Eurobloat #0166 • February 2024
February brought tractors to the Brussels ring road, fifty billion euros to Kyiv, and a brand new rulebook for any machine clever enough to finish a sentence. The Commission spent the month inventing burdens with one hand and triumphantly removing them with the other, which is a way of staying busy.
Folly of the Month: The world's first AI rulebook clears its last hurdle, on schedule for the elections
On 2 February the deputy ambassadors of all twenty-seven member states gathered in COREPER and unanimously waved through the final text of the Artificial Intelligence Act. France, Germany, Austria and Italy had grumbled for weeks that Europe was about to regulate an industry it does not actually have, then folded so completely that the vote was unanimous. The bloc that produces no serious AI champion of its own has nonetheless written the planet's first law telling everyone else how to build one, conveniently in time to be hung on the wall before the June elections. Nothing says technological leadership quite like leading the world in paperwork about technology.
1. Fifty billion euros for Ukraine, and Orban is quietly satisfied off the record
On 1 February the leaders sealed a fifty billion euro Ukraine Facility, thirty-three billion in loans and seventeen in grants, after Hungary dropped the veto it had brandished in December. The conditions that bought Viktor Orban's signature were not disclosed, because the EU that lectures member states about transparency prefers to settle its family quarrels in the corridor.
2. The pesticide law is withdrawn, the first Green Deal casualty arrives by tractor
On 6 February Ursula von der Leyen announced she was withdrawing the Sustainable Use Regulation, the plan to halve pesticide use by 2030, after weeks of farmers blockading capitals. It is a fine thing that the burden is gone. It is a less fine thing that it took convoys of tractors to remind the Commission that food is grown by people, not by directives, and nobody in Brussels will be billed for the wasted years.

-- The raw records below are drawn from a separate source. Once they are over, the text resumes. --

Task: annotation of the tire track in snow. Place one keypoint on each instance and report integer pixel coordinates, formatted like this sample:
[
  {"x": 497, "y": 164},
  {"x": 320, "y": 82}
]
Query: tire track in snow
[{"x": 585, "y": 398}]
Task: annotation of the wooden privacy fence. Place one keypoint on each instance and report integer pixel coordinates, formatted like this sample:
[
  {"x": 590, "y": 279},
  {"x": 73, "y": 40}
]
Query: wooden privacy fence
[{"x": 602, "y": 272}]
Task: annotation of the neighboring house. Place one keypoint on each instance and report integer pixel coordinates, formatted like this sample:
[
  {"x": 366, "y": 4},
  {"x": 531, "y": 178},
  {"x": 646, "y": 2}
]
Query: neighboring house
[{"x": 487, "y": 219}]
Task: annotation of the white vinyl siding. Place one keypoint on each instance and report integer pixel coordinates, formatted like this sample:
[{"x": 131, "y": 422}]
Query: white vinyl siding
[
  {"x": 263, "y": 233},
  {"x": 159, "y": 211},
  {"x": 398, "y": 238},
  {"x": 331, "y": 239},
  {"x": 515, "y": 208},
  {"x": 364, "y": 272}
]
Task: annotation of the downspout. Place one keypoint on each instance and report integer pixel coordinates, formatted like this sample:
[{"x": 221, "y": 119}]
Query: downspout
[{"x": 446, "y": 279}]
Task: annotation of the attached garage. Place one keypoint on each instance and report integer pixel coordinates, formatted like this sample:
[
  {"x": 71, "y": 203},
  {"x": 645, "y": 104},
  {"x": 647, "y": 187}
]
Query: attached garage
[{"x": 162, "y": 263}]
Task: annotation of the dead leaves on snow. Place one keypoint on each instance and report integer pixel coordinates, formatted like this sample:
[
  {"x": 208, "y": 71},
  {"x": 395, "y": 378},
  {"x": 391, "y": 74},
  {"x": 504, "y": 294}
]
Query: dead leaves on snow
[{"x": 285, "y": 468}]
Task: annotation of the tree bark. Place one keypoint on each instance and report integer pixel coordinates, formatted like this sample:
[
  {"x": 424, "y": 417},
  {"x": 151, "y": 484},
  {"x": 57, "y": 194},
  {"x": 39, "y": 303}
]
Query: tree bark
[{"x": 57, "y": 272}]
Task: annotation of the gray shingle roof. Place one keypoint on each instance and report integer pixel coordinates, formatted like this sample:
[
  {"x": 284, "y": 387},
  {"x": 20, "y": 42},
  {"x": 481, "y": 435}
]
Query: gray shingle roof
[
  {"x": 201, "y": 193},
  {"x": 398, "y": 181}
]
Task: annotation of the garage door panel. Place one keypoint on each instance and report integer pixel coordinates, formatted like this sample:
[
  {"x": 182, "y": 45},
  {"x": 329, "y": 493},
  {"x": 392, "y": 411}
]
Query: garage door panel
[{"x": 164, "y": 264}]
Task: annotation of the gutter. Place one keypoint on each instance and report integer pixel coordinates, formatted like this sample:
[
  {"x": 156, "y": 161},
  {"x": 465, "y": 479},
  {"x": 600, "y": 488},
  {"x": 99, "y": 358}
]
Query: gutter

3. The Digital Services Act now governs every platform in Europe
From 17 February the Digital Services Act stopped applying only to the giants and started applying to almost every online service offering anything to anyone in the EU. The Commission and its new battalion of national Digital Services Coordinators now sit in judgement over what you may read, post and see, which is reassuring if you have ever wished a committee curated your timeline.
→ digital-strategy.ec.europa.eu
4. Brussels opens a formal case against a video app
On 19 February the Commission opened formal proceedings against TikTok under the Digital Services Act, citing the protection of minors, advertising transparency, researcher data access and the menace of addictive design. Having decided that a dancing app is a threat to the continent, the Commission will now spend years and lawyers proving it, which is exactly the sort of grand strategic priority one expects from a superpower.
5. The corporate due diligence directive collapses in the Council
On 28 February the Corporate Sustainability Due Diligence Directive failed to clear the Council, as Germany abstained, a dozen states followed and Sweden voted against, denying the qualified majority. A flagship agreed in December suddenly could not command the numbers, which is what happens when you ask companies to police their entire supply chain on pain of liability. A rare outbreak of member states saying no, and very welcome it was.
→ kpmg.com
6. The Nature Restoration Law passes while the tractors are still outside
On 27 February Parliament adopted the Nature Restoration Law by 329 votes to 275, ordering member states to restore twenty per cent of the EU's land and sea by 2030. It passed even though the largest group, the EPP, had turned against it over the red tape it heaps on farmers, and even though those same farmers were rioting outside the building that day. Brussels does so love to legislate over the noise of the people it is legislating about.
7. A right to repair, served on a single European platform
On 2 February the Council and Parliament struck a deal on the Right to Repair Directive, complete with a European repair information form and, naturally, a single repair platform designed and operated at European level rather than twenty-seven national ones. Helping people fix a washing machine is sensible. Insisting the fixing be coordinated from Brussels is the reflex of an institution that cannot see a problem without nationalising it upwards.
8. The gig economy gets a directive that presumes you are employed
On 8 February the Council and Parliament agreed the Platform Work Directive, which presumes a courier or driver is an employee and dares the platform to prove otherwise, while also setting Brussels up to police the algorithms that manage them. The deal had already collapsed twice, which tells you how keen several capitals were to have Europe reclassify their workforce for them.
9. A new European AI Office quietly comes to life
On 21 February the Commission decision establishing the European Artificial Intelligence Office entered into force, lodging a fresh EU-level regulator inside DG CONNECT to supervise the rules nobody has finished writing. Europe has no flagship AI model, but it now has the office that will grade everyone else's homework, and the office came first.